# Adventure cruising the Caribbean in a SeaPearl 21



## marshappynation (Nov 10, 2010)

Hola Everyone,

We have been using this forum a little while now, but are only just now getting around to introducing ourselves. We are Steve and Ginny and we have been traveling since last December starting in Pine Island, Florida and are now in La Ceiba, Honduras. Our vessel is quite small (a 21' day sailing boat we converted to a "live aboard") and we have been traveling the coastline slowly south exploring all the little nooks and crannies of the Western Caribbean.

If you're into small boats you may have read the first in a series of articles we are doing for Small Craft Advisor. Anyway, we look forward to hassling you with our many (often unanswerable!) questions.

Thanks,
Steve and Ginny Ladd
The Adventures of Ginny and Steve!


----------



## WanderingStar (Nov 12, 2008)

Welcome aboard. I'm sure you'll contribute from your adventures.


----------



## LandLocked66c (Dec 5, 2009)

Wow, welcome aboard!


----------



## tdw (Oct 2, 2006)

Holy cow !! I've only just stumbled upon your adventures. Sad omission on my part. Many SailNetters know my affection for Dylan Winter and his voyage around Britain in his little Van de Stadt Mirror Offfshore aka "The Slug" .... Keep Turning Left (shameless plug) but I'm thinking that this wee Sea Pearl and her crew may join the slug amongst my favourites.
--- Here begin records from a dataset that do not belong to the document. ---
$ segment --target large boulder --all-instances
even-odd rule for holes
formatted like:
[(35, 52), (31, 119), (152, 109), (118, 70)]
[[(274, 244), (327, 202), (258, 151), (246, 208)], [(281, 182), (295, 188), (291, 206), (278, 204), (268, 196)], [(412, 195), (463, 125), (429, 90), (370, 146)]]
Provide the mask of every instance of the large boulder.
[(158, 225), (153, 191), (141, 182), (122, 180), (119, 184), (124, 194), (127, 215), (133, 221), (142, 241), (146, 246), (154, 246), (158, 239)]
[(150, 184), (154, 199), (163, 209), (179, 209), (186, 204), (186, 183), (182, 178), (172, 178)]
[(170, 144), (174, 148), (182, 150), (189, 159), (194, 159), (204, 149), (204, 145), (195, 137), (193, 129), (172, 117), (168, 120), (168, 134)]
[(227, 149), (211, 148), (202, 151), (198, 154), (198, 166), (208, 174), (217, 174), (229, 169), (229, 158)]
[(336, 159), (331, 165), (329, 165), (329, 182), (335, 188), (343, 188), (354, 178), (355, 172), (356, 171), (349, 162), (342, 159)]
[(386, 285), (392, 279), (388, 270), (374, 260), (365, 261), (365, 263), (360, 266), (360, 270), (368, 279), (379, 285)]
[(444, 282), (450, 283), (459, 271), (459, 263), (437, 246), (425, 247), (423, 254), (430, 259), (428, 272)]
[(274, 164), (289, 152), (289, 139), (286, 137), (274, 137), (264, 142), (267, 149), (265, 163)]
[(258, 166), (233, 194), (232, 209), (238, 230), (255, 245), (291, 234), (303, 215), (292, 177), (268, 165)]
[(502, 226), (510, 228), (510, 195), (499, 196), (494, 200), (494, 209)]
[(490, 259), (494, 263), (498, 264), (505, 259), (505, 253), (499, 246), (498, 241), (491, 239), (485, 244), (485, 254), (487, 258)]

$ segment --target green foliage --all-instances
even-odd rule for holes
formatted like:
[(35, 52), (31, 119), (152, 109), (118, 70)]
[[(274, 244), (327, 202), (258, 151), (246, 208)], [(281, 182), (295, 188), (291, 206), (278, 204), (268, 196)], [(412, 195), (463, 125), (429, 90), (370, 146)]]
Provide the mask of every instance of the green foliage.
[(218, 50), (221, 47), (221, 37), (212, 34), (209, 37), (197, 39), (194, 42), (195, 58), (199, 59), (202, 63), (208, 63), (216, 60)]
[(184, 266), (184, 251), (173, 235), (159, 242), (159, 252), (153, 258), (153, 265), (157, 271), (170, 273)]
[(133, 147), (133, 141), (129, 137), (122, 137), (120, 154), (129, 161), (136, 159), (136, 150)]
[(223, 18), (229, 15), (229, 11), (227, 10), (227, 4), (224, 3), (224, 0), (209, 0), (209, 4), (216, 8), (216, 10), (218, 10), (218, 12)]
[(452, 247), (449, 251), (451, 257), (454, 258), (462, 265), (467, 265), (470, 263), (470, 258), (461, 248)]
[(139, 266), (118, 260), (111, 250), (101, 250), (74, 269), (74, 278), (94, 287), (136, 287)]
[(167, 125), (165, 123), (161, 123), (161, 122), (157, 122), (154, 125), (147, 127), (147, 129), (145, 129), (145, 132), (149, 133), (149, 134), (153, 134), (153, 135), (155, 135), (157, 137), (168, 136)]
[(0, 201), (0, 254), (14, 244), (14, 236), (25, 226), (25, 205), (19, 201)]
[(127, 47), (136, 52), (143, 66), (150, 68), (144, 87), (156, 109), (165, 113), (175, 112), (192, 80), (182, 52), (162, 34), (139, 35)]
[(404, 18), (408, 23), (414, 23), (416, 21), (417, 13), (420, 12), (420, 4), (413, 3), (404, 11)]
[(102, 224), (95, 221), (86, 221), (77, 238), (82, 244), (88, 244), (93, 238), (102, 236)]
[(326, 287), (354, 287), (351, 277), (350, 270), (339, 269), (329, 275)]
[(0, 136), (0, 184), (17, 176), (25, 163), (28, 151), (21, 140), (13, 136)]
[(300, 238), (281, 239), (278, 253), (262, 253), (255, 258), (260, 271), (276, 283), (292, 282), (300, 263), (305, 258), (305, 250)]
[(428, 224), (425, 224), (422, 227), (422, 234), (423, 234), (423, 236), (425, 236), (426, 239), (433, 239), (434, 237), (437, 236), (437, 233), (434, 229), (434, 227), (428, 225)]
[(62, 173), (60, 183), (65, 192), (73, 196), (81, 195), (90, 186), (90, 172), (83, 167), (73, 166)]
Good on you for doing what you are doing and I'm going to enjoy following you from afar. Bestest to you both , bestest to Thurston the boat and I'm sorry to read about Thurston the cat.

Peoples, please check these guys out. It is not what most of us want to be doing but good heavens you would have to be dead inside not to admire them for it. This is their ride ...



















They started in Seattle WA and are now in Nicaragua. No they didn't sail all that way but its the how they are going about it that is as interesting as the travelogue. Talk about the road less travelled !!.

From their blog ..



> We sailed back to Livingston, where we cleared out of Guatemala. Then we began coasting along Honduras, which has very few harbors. The distance to the next is often too great to reach in a day and there is much uncertainty due to fickle winds and heavy swells which may or may not block entry into the various river mouths. On November 4, 2010 we entered the Rio Motagua, wilderness boundary between Guatemala and Honduras. Surf was breaking on the sand bars at the river mouth, but we found a channel deep enough for the swells to pass without toppling. Halfway in we jumped out to walk the boat through, the waves knocked us around trying to release Thurston from our grasp. Once inside we hid in a swampy side channel and slept among tall grasses growing in the water, near a tree in which white storks were roosting. Crabs, crickets, and cockroaches climbed aboard from the surrounding vegetation, requiring many minor evictions.


Sensational.

The Adventures of Ginny and Steve!

Home (A Sea Pearl enthusiast' website)

Welcome to Marine Concepts (The builder's website)

Pics and quote were taken from their blog. I'm thinking that Ginny and Steve will not object so I hope you don't mind. Say so if you do and I'll remove them.


----------



## marshappynation (Nov 10, 2010)

Thanks, we're always glad when someone else is enjoying our adventures too! 
We just finished posting a new blog entry. We don't do it very often because we're lazy and they always end up being way too long, but maybe you'll find it interesting. One correction though, the Sea Pearl manufacturer's website is: Welcome to Marine Concepts
The site you linked is the site of a good friend of ours and Sea Pearl enthusiast. We did most of our pre-voyage boat modifications at his house and he has a lot of detailed articles about that process on his site for people who are interested in that kind of thing.


----------



## bljones (Oct 13, 2008)

I've enjoyed your SCA articles and your blog- thanks for helping get me though a cold winter.


----------



## tdw (Oct 2, 2006)

marshappynation said:


> Thanks, we're always glad when someone else is enjoying our adventures too!
> We just finished posting a new blog entry. We don't do it very often because we're lazy and they always end up being way too long, but maybe you'll find it interesting. One correction though, the Sea Pearl manufacturer's website is: Welcome to Marine Concepts
> The site you linked is the site of a good friend of ours and Sea Pearl enthusiast. We did most of our pre-voyage boat modifications at his house and he has a lot of detailed articles about that process on his site for people who are interested in that kind of thing.


My original post has been corrected.


----------



## centaursailor (Nov 7, 2010)

Great post, real cruising and plenty of adventure. 
Wish I was there, except for the gun battle. 
Hope I catch the next installment. 

Safe sailing


----------



## nvalcourt (Aug 15, 2008)

Wow, what a great boat and a great story. Happy to see people doing what they love out on the water. Best of luck!


----------